> Wouldn't it be fair to think of AI as just another search ability?
If you're asking it questions, yes. It's like search but with a simulation of understanding and information synthesis far faster than a human can perform it.
If you're having it write your code, no. It's like a junior developer who has no awareness of the bigger picture, of incompatibilities, of understanding that hasn't been contained and can't be derived from the codebase.
> If you can just search with GPT and tell the difference, wouldn't that be enough?
The situation the satire is describing is an individual who is unable to tell the difference. The way the scenario is laid out, everything she's 'accomplished' has been to prompt ChatGPT and publish its answers with some degree of editing; it's clear that she, as an individual, is not an expert, does not understand the thing she is presenting, and does not know any of what she has purported to know. This is also a sadly common refrain these days.
> I can't imagine memorizing thousands or tens of thousands of lines.
It's not about memorizing thousands of lines of text; it's about demonstrating to the panel that you have an understanding of the thing you're claiming to have an understanding of.
I work with a lot of software and infrastructure at work. I can tell you how it all (or most of it) works together and interacts.

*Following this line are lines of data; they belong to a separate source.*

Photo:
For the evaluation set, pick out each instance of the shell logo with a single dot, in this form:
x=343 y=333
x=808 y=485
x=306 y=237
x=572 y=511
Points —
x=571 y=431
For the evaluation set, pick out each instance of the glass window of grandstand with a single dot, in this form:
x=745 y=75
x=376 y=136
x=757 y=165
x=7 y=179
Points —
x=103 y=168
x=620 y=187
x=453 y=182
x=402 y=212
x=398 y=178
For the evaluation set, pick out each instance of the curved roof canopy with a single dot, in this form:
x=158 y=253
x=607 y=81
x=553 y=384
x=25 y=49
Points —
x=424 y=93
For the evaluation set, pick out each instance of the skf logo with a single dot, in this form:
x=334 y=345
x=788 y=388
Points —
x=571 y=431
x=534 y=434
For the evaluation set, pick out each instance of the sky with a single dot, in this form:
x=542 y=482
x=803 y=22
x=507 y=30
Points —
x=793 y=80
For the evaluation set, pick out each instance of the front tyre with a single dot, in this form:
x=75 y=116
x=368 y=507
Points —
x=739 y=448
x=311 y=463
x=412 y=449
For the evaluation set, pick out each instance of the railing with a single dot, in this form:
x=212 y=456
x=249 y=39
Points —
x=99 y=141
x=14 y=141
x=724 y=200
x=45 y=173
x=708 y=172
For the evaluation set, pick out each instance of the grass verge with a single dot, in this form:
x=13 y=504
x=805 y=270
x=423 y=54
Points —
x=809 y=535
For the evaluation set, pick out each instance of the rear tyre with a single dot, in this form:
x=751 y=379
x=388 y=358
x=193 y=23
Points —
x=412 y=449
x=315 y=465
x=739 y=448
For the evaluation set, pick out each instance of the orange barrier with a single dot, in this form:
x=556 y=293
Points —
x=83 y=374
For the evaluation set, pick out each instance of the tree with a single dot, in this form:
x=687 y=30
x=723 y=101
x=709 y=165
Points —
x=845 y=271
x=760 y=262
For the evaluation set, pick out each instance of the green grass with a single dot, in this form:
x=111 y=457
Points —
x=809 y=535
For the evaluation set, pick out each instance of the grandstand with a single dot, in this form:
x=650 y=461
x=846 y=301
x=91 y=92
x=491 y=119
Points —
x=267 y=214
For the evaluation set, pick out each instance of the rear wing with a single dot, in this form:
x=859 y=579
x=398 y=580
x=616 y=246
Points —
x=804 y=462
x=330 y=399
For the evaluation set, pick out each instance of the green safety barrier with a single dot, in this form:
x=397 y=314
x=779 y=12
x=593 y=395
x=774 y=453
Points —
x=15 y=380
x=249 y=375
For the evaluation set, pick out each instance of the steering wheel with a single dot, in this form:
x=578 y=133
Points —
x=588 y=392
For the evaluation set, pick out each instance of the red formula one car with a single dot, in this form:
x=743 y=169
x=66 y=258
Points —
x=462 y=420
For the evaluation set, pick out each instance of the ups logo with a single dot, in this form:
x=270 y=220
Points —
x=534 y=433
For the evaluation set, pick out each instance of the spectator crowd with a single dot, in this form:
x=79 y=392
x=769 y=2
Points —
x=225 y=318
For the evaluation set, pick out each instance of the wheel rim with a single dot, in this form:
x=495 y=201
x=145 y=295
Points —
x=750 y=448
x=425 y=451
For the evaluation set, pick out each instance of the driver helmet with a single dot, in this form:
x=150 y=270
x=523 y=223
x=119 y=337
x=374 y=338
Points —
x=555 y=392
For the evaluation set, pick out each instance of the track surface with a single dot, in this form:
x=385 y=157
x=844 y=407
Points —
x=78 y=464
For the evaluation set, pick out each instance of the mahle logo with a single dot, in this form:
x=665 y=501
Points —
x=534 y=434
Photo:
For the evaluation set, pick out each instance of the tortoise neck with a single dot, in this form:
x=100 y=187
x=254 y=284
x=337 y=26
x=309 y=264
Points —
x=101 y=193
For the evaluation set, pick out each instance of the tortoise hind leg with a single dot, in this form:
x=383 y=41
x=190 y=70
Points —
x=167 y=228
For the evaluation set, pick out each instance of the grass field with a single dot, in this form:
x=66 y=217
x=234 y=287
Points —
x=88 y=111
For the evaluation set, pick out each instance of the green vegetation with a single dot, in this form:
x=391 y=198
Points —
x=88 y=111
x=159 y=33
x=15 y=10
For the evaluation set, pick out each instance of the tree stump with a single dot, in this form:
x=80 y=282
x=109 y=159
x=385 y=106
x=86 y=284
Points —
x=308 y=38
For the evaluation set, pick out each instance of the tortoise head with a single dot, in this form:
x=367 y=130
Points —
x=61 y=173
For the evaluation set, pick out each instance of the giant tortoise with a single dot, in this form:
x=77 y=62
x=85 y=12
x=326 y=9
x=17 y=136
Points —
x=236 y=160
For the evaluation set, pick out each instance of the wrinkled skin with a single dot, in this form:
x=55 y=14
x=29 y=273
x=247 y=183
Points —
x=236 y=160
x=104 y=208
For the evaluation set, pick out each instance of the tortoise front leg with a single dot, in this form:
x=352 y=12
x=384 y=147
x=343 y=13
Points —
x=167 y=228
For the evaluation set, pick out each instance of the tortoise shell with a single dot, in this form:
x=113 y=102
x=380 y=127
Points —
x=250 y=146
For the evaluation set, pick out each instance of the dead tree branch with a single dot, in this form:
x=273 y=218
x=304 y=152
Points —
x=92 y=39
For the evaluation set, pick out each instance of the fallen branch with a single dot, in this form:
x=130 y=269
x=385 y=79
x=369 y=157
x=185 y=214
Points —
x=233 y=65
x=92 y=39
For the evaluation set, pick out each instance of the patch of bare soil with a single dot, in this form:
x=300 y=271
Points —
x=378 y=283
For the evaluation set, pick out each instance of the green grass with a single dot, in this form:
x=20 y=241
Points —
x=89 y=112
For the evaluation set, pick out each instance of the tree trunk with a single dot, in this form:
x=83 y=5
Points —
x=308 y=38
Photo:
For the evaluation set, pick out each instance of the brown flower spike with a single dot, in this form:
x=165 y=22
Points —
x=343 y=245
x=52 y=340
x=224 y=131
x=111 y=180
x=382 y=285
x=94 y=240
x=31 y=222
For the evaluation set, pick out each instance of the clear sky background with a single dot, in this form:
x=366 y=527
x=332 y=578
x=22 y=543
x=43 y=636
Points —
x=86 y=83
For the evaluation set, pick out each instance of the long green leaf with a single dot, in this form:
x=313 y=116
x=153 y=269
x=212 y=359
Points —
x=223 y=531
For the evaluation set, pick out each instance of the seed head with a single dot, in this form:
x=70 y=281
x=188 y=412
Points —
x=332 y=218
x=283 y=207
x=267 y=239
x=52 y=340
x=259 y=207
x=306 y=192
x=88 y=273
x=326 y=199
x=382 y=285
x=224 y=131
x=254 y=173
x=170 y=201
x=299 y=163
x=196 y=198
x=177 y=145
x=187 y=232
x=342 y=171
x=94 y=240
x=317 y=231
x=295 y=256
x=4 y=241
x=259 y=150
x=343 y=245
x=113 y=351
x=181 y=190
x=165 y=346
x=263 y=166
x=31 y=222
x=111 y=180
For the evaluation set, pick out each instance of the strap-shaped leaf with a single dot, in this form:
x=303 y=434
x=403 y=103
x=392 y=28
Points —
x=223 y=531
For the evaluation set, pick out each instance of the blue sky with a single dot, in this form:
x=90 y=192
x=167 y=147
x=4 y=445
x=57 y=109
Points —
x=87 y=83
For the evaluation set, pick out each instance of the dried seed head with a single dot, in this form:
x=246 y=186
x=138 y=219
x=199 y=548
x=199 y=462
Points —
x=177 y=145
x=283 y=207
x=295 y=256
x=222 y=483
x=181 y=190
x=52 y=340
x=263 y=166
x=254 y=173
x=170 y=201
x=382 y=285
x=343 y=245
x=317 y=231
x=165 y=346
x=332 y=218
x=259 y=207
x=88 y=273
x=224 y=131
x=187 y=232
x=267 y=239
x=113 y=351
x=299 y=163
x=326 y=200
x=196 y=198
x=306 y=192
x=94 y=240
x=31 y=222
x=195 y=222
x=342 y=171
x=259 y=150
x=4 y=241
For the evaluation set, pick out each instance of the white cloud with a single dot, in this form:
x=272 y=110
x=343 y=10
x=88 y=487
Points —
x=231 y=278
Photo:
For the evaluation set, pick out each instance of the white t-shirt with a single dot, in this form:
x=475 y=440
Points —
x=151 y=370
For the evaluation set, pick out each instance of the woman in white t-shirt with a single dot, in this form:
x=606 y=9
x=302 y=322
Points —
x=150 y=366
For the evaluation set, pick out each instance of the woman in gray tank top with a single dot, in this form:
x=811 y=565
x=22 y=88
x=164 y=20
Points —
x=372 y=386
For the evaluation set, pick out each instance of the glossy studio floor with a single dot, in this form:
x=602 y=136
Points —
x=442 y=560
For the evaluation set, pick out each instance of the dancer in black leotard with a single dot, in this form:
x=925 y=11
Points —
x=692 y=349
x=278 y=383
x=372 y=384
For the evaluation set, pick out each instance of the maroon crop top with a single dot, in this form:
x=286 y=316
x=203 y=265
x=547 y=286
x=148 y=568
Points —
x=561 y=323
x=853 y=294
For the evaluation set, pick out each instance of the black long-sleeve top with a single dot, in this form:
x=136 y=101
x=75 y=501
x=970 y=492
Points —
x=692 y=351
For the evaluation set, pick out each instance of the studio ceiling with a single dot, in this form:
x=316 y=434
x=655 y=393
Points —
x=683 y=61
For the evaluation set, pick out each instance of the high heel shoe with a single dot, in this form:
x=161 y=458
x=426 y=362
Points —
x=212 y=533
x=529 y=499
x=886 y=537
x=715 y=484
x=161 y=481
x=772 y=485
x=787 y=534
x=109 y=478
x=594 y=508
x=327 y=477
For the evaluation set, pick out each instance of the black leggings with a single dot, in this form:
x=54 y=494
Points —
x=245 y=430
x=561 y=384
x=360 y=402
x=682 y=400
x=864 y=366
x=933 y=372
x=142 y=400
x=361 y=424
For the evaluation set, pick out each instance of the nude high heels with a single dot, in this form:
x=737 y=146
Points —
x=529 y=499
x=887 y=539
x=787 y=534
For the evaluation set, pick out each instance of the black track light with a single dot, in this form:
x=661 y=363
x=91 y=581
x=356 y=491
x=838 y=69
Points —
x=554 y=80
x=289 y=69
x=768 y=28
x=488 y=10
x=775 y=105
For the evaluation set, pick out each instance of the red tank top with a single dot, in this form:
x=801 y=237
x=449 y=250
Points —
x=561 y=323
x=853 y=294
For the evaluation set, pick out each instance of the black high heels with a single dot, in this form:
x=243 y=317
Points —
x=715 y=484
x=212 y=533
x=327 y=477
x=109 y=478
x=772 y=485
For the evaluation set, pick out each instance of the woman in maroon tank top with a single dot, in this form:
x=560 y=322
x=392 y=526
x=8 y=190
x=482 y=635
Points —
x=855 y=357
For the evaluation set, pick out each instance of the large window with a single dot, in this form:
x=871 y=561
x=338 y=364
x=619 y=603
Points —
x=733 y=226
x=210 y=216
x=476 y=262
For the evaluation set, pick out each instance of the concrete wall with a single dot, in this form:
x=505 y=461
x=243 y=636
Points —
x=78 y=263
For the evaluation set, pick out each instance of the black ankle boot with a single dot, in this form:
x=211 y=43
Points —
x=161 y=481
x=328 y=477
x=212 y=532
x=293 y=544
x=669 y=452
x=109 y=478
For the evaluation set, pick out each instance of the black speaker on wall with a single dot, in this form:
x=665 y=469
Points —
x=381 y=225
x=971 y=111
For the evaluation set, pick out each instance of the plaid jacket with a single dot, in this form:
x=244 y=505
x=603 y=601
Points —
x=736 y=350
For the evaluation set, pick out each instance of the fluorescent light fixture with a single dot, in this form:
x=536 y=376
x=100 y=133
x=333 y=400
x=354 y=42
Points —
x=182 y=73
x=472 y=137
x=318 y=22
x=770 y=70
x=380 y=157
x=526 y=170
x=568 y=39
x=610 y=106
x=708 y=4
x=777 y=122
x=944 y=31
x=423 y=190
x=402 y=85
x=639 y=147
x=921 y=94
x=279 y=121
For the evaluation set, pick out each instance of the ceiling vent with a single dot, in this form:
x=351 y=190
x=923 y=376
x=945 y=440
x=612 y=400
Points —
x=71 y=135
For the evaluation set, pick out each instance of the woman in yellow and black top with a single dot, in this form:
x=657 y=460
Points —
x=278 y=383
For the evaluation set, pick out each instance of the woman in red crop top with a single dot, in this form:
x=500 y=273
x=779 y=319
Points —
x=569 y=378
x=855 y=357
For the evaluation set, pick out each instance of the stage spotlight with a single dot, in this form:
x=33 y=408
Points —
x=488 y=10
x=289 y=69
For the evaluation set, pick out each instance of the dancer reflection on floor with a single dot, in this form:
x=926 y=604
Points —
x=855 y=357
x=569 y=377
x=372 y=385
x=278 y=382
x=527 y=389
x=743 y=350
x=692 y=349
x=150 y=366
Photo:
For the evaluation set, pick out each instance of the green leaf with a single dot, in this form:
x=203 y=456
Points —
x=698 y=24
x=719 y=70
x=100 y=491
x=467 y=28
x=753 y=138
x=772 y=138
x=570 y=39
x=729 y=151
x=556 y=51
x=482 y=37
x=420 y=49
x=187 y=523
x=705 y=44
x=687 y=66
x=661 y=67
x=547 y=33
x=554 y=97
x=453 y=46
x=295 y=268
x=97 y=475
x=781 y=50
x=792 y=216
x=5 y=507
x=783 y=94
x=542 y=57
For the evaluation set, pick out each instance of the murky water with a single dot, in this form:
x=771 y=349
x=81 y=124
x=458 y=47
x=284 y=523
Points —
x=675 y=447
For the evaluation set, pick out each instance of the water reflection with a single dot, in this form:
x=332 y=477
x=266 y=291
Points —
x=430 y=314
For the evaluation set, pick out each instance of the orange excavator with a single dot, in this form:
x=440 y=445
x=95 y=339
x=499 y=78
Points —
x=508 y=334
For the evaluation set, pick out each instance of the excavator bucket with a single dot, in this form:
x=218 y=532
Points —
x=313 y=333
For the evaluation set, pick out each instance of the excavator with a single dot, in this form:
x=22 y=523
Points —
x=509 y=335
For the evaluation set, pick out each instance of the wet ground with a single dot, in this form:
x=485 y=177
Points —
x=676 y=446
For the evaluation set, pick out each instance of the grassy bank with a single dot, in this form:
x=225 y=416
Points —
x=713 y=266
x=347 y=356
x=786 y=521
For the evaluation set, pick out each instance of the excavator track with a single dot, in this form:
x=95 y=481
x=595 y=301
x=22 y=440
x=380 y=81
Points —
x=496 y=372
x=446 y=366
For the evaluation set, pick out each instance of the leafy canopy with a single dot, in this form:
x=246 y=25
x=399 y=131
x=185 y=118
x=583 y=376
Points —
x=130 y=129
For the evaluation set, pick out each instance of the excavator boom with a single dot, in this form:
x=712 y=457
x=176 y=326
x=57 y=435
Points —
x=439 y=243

I could not reproduce the configurations of any of the software from memory, nor recite any of the code, but I have an understanding of the system, how it works, what it was designed for, and what choices were made and why.
The professor in this article does not have any of that understanding. It would be as if I had Claude deploy a cluster of X, Y, Z components, configure them, and get them online, and then put on my resume that I had done it. It was accomplished as result of me, but if I don't understand the system then there's no difference between me doing it and the CEO doing it, or my son, or someone from Taskrabbit.
So yeah, it's not about memorization, it's about understanding.